第7話 魔法
父親と出会うことのできたあの夜から数日ほど経ちました。これまで顔を見せなかった頃とは違い、父親は長めの休暇を取ったらしく、毎日、ノンに豪快な笑顔を見せに部屋に遊びに来てくれました。ノンも素直にそれを喜び、きゃっきゃと手足をバタバタさせたのは記憶に新しいです。
さて、無事に両親と出会うことのできたノンですが、それがきっかけとなり、他のことを考える余裕ができました。そう、ずっと気になっていた存在――魔法です。
(お母さんは指先から光の弾を出してたっけ?)
今は部屋に誰もおらず、考えごとに集中できる絶好のタイミング。手早く転生してくれた神様に祈りを捧げたノンは早速、これまでに目の当たりにした魔法を思い浮かべます。
仄かに緑色に光る不思議な弾。
詠唱することで水の弾を浮かべたこともありました。
(そういえば、あのランプ……)
また、父親と初めて出会った日、彼は壁に掛けられたランプのような装置。電化製品の類ではないのは確かですが触れただけで光ったことから魔道具のようなものではないかとノンは推測します。
さて、数日でわかったことはこれだけ。しかし、魔法のある世界に転生したのはほぼ間違いない今、彼が考えることはただ一つ。
(僕も魔法を使ってみたい!)
そう、魔法の行使です。あの事故によって入院する前から彼は前世の父親の影響で小説や漫画をよく読んでいました。その物語にはよく魔法が出てきたのです。ありえないと思いながらも魔法を使えたら、と考えたこともあります。
もちろん、彼が目にした不思議な現象を『魔法』と呼ぶとは限りません。理論も知らなければ幼すぎて言葉を話せないため、詠唱は不可能。仮にあの現象が魔法だとしてそれを引き起こすために必要であろう力――『魔力』を感じたことなど一度もありません。

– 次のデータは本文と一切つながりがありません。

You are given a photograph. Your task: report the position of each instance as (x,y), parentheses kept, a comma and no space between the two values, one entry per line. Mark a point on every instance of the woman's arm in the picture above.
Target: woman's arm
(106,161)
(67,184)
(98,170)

しかし、この世界には魔法に似た何かがある。それだけが彼を突き動かしました。
「うー……うううううう!」
とりあえず、『何か出ろ!』と念を込めながら力みます。小さな手を握りしめ、持てる力の全てを込めました。
「ぁ……びえええええええええん!」
「ノン――!? ――――!」
違うものが出ました。
大きな泣き声に部屋に飛び込んできた獣人のメイドさんに体を綺麗にしてもらったノンはベビーベッドに寝転がりながら天井を見上げます。どこかすっきりした表情を浮かべているのは気のせいではないでしょう。
(さすがに力むだけじゃダメか……)
魔法を試す度にすっきりするわけにはいかないので別の方法を試します。
「あー! うー!」
詠唱はさすがに無理でしたのですぐに止めました。
力むのもダメ。詠唱もダメ。残った方法は――『魔力』を感じること。そう、瞑想です。
「……」
ノンは目を閉じ、集中します。小さな体の奥。更にその奥に意識を向けます。
「……」
真っ暗な視界の中、ジッと己を見つめ直すノン。聞こえるのは窓の外から聞こえる風やそれによって揺れる木々の音。たまに鳥の鳴き声も聞こえました。
「ッ……」
そんな中、不意に彼は何かを感じ取ります。ふよふよとした感覚。少し夢見心地でありながら安心する何か。そう――眠気です。
「……すぅ……すぅ」
「むぅ……」
「ノン? ―――」
夜、赤ん坊特有の眠気に完全敗北したノンは少しだけ不貞腐れながら母親に抱かれていました。不機嫌そうな彼の姿に母親はキョトンとした表情を浮かべています。
(やっぱり、きっかけがないとダメなのかな)
魔力、詠唱、理論。そのどれも赤ん坊の彼ではすぐに手に入らないもの。少なくとも彼が話せるようになるまで母親から魔法のことを聞き出すのは不可能でしょう。成長するまで魔法はお預け。それがわかってしまい、彼は落ち込んでしまいます。
だからでしょうか。藁にも縋る気持ちで彼はお約束に頼りました。
(【ステータス】)
「ぎゃっ」
何気なくそう頭の中でそれを呟いた瞬間、ノンの視界は真っ赤に染まります。体の内側から何かが弾けたような感覚。それと同時に凄まじい倦怠感に襲われました。
(何、が……)
――アクセス権限を確認中。『■■■の■愛』の存在を確認。アクセスを許可します。
突然のことだったからでしょうか。そのようなアナウンスと共に彼の目の前に何かが出現します。ですが、それらを認識する前に彼は意識を失ってしまいました。